A former colleague shared an illuminating story about a presentation he had to deliver at a staff conference.
He had always admired the delivery style of one of his senior managers - so off the cuff, full of amusing anecdotes, interesting, relaxed yet informative. Yes, that’s how my friend wanted his presentations to be. No longer stilted and scripted. Clearly the trick was to be spontaneous, in the moment. That is how he would deliver his presentation to the 200 attendees at the staff conference.
What happened? He described his 20 minutes on the podium as one of the most uncomfortable of his life. He stumbled, lost his thread, his amusing lines feel flat. He missed some of his key points. Totally embarrassing.
Sometime later in the company of the senior manager whose presentation style he so admired, he asked how he was able to present so effortlessly. The manager said something he would never forget. “Effortless delivery takes real effort.” He explained the lengths he went to ensure that he perfected his delivery, how he crafted his presentation, endlessly rehearsing every aspect his delivery until it appeared off the cuff. If only my friend had known that before
A good presentation can make a career, creating a strong impression with the right people. A poor presentation can do the very opposite. Good leaders are generally good communicators and great presenters.
I have worked with many executives who must deliver important presentations to their boards, investors or internal audiences. They know to rehearse properly.

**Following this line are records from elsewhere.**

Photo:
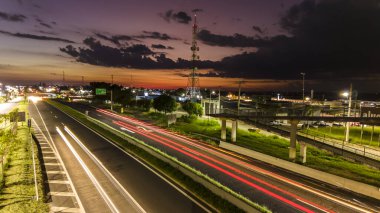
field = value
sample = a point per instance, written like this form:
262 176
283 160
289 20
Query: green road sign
100 91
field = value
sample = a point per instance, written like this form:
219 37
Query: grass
172 173
17 194
18 189
278 147
339 134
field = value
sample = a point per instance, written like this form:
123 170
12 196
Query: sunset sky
266 43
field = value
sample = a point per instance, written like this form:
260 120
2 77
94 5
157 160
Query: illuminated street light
345 94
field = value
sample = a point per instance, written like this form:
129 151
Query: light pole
303 86
348 114
209 104
111 92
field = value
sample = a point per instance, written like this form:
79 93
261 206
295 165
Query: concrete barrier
355 186
211 186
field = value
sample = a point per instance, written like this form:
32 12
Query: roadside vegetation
197 189
338 133
17 189
209 131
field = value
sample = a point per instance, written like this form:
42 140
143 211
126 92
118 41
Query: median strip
197 183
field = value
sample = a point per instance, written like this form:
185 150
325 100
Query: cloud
35 37
160 46
197 10
12 17
258 29
42 23
155 35
326 39
135 56
179 17
236 40
116 39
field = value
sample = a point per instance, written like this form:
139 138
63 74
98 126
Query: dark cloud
197 10
237 40
35 37
116 39
12 17
155 35
160 46
42 23
326 39
180 17
258 29
136 56
46 32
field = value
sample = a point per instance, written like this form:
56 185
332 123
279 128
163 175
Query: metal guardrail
365 151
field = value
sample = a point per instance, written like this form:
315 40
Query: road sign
100 91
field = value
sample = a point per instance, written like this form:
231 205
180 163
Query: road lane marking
58 181
55 172
129 196
52 164
64 209
56 153
100 189
125 129
63 194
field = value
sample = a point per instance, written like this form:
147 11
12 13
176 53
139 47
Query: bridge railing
366 151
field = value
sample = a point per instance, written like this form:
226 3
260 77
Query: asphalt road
133 184
278 189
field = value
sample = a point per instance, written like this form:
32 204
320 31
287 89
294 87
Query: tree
192 108
164 103
144 104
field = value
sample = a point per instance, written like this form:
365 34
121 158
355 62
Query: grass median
278 147
197 189
18 190
338 133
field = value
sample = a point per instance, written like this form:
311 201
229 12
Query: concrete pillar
233 131
303 149
203 108
293 140
223 135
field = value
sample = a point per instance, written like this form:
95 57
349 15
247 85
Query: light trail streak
289 202
100 189
216 151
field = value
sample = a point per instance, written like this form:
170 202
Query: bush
192 108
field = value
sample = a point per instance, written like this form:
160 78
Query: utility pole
240 82
219 101
303 86
63 77
347 138
111 92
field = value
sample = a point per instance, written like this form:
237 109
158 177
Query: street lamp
209 104
349 95
303 86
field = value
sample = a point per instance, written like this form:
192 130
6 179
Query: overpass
292 119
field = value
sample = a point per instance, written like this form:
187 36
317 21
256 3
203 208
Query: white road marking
125 129
65 194
51 142
100 189
129 196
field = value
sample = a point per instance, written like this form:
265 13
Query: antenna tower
192 90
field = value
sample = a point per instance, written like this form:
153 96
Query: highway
278 189
107 179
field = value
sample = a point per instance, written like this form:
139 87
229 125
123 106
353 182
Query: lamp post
209 104
348 114
303 86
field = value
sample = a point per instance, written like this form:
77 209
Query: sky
146 43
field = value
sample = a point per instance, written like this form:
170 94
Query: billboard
100 91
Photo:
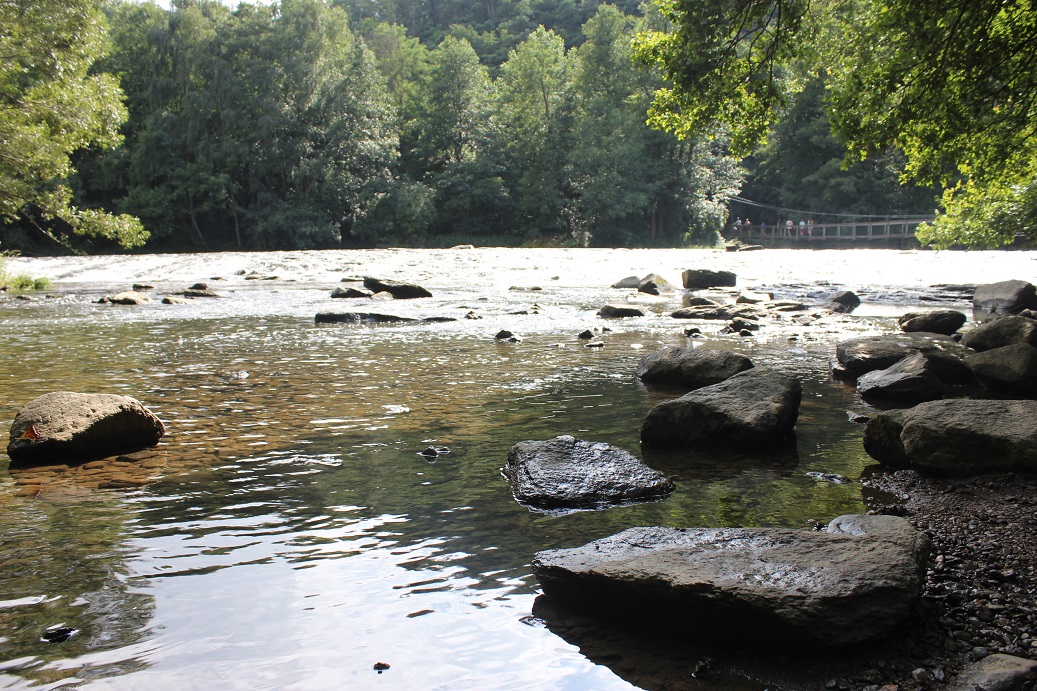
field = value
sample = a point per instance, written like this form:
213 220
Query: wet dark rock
1001 331
175 300
691 367
628 282
1004 298
69 426
995 672
843 301
911 380
397 291
956 437
856 581
698 301
654 284
200 293
565 472
618 311
695 279
716 312
1010 368
940 321
348 293
58 634
863 355
359 318
750 298
752 408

Increasingly I am asked about presenting virtually. The same principles apply with some additional rules.
Here are my top 5 tips to help you deliver a great presentation
1: Create an engaging introduction and a strong conclusion:
Research would suggest that you have just 30 seconds to set the tone before your audience decide if you are worth giving their attention to.
Start with and interesting or unusual fact. Ask a question with a show of hands. Get the audience involved right away.
One memorable start that I observed was from a CEO who was presenting on the theme of building trust He asked the staff audience to take out their phones, unlock them and pass it to the stranger beside them. He asked them how they felt handing over something that contained so much personal details, messages, photographs. You could sense how uncomfortable everyone was when they weren’t sure if they could trust the person beside them with their phone. A very powerful way to demonstrate the key message and engage the audience right from the off.
Equally, work on an impactful finish. Avoid the hard stop! Summarise your key message. Finish with memorable line or a quote that will resonate with your audience.
2: Up your rehearsal game:
How many times have left the creation of your presentation to the last minute? You are still finalising the visuals when you should have been working on your delivery. You convince yourself that a couple of run throughs will leave you good to go.
Good presenters give adequate time to rehearse. It is not possible to say if the answer is 10, 20 times or more. Take whatever time it takes to craft your message, practice your gestures, perfect your tone. What looks like spontaneous is often the result of endless rehearsal.
3: Record yourself:
We all have access to our own video and playback studio…our phone. Record your self to identify distracting habits, poor eye contact, too many hmmms, distracting use of your hands. This is particularly true when presenting virtually.
4: Rehearse in front of colleagues and friends:
Avoid a situation where the first time you deliver your presentation is the moment you must do it for real. Ask some colleagues or friends if they would sit in on your rehearsal and give you some quality feedback. If it is a virtual presentation, then rehearse virtually and ask them how it came across.
5: Recreate the real-life situation as closely as possible:
Try where possible to replicate the real-life scenario in your rehearsal. If it is a face to face delivery, get access to the room, test the technology that you will be using on the day. Get comfortable with your new environment. The same applies to virtual delivery. Ensure you are comfortable with the software that you will be using. Check broadband speed and wifi strength, test sound and lighting. Leave nothing to chance.
In summary, a presentation delivered well can be an enjoyable if slightly stressful event. Nothing beats the feeling of delivering a great presentation when you know you have nailed it. However, as my colleague found out, when you do not prepare well you may be disappointed with the outcome.
If only he had known “effortless delivery takes real effort.”